Hector Babenco
Filmografia
Atividade: Diretor, Roteirista e Produtor
Nacionalidade: Argentina
Principais prêmios e indicações:
- 24 vitórias e 20 indicações no total
- Grande Prêmio do Cinema Brasileiro – 2004 – Melhor Direção – Carandiru (VENCEDOR)
- Festival Internacional de Cinema de Cartagena – 2004 – Melhor Filme – Carandiru (VENCEDOR)
- Festival de Cannes – 2003 – Palma de Ouro – Carandiru (INDICADO)
- Festival de Cannes – 1998 – Palma de Ouro – Coração Iluminado (INDICADO)
- Oscar – 1986 – Melhor Direção – O Beijo da Mulher-Aranha (INDICADO)
- Festival de Cannes – 1985 – Palma de Ouro – O Beijo da Mulher-Aranha (INDICADO)
- Festival de Locarno – 1981 – Leopardo de Prata – Pixote – A Lei do Mais Fraco (VENCEDOR)
- Mostra Internacional de Cinema de São Paulo – 1977 – Prêmio do Público – Lúcio Flávio, o Passageiro da Agonia (VENCEDOR)
Citação:
“Você não passa impunemente pelo que acontece com você. Cicatrizes ficam. Não no corpo, mas na alma.”
Curiosidades:
- Foi o primeiro diretor latino-americano indicado ao Oscar de Melhor Direção.
- Dirigiu três atuações indicadas ao Oscar, incluindo a vitória de William Hurt por O Beijo da Mulher-Aranha.
- Pixote – A Lei do Mais Fraco é considerado um dos filmes brasileiros mais influentes da história, frequentemente citado em listas internacionais de cinema essencial.
- Seu último filme, Meu Amigo Hindu, tem forte caráter autobiográfico e reflete sua luta contra o câncer.

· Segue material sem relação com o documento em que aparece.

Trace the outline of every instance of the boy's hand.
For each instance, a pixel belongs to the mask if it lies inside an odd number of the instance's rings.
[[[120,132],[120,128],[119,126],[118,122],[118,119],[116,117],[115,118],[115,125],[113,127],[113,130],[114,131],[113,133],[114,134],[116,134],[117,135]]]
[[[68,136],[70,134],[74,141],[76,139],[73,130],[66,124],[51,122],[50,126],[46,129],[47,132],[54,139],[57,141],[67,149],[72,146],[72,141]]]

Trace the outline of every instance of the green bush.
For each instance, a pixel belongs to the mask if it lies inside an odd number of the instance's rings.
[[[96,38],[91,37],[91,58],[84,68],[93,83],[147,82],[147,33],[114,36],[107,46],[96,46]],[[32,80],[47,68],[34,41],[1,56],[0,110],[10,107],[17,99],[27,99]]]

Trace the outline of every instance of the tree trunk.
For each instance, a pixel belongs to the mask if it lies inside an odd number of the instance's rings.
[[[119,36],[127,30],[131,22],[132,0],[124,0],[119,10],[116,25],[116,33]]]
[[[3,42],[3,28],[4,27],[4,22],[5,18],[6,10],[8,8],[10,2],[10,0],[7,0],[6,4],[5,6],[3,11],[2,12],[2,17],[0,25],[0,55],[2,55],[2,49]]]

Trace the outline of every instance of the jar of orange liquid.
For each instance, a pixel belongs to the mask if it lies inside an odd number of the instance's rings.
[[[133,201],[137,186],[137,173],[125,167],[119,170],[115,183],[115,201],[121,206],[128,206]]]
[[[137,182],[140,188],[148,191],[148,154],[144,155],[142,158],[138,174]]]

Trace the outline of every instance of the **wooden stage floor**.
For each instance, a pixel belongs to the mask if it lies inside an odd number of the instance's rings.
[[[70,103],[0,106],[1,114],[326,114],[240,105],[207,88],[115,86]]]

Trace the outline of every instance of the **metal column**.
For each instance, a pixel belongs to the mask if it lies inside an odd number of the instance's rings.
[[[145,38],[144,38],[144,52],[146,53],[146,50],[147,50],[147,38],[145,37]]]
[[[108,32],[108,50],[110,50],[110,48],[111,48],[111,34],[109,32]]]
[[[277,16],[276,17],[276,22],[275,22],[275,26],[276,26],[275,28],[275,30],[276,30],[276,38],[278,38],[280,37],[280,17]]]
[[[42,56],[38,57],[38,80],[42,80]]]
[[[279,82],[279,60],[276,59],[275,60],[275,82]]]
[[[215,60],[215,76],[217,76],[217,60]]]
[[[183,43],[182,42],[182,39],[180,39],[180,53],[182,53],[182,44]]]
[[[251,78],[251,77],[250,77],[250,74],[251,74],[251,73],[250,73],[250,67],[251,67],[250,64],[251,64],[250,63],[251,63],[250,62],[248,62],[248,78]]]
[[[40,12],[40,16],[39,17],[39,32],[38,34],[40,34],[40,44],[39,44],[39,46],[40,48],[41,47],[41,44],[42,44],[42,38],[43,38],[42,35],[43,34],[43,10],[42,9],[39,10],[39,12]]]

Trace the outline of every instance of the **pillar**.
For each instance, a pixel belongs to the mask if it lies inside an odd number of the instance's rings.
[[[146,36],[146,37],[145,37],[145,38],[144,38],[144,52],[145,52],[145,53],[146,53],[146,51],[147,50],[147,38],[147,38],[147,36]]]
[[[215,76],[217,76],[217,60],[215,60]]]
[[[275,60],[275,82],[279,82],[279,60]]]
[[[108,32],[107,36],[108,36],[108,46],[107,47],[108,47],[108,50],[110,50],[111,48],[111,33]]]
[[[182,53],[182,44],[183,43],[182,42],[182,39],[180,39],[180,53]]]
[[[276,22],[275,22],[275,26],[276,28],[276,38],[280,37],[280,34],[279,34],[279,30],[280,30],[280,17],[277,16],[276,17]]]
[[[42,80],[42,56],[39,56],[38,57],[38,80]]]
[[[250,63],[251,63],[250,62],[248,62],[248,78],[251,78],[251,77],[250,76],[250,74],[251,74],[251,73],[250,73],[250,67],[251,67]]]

- Sua vida e obra foram retratadas no documentário Babenco – Alguém Tem que Ouvir o Coração e Dizer: Parou, dirigido por Bárbara Paz.
Biografia
Héctor Eduardo Babenco nasceu em Mar del Plata, na Argentina, em 1946, e se estabeleceu definitivamente no Brasil no fim dos anos 1960, naturalizando-se brasileiro em 1977. Iniciou sua carreira no cinema com documentários e rapidamente se destacou por sua abordagem crua e empática de temas sociais, alcançando projeção nacional com Lúcio Flávio, o Passageiro da Agonia e reconhecimento internacional com Pixote – A Lei do Mais Fraco.
Sua consolidação internacional veio com O Beijo da Mulher-Aranha, que lhe rendeu indicação ao Oscar e abriu portas para produções nos Estados Unidos. Ao longo de quatro décadas, Babenco construiu uma filmografia coerente e impactante, alternando entre grandes produções e projetos íntimos, encerrando sua carreira com Meu Amigo Hindu, obra de tom confessional e reflexivo.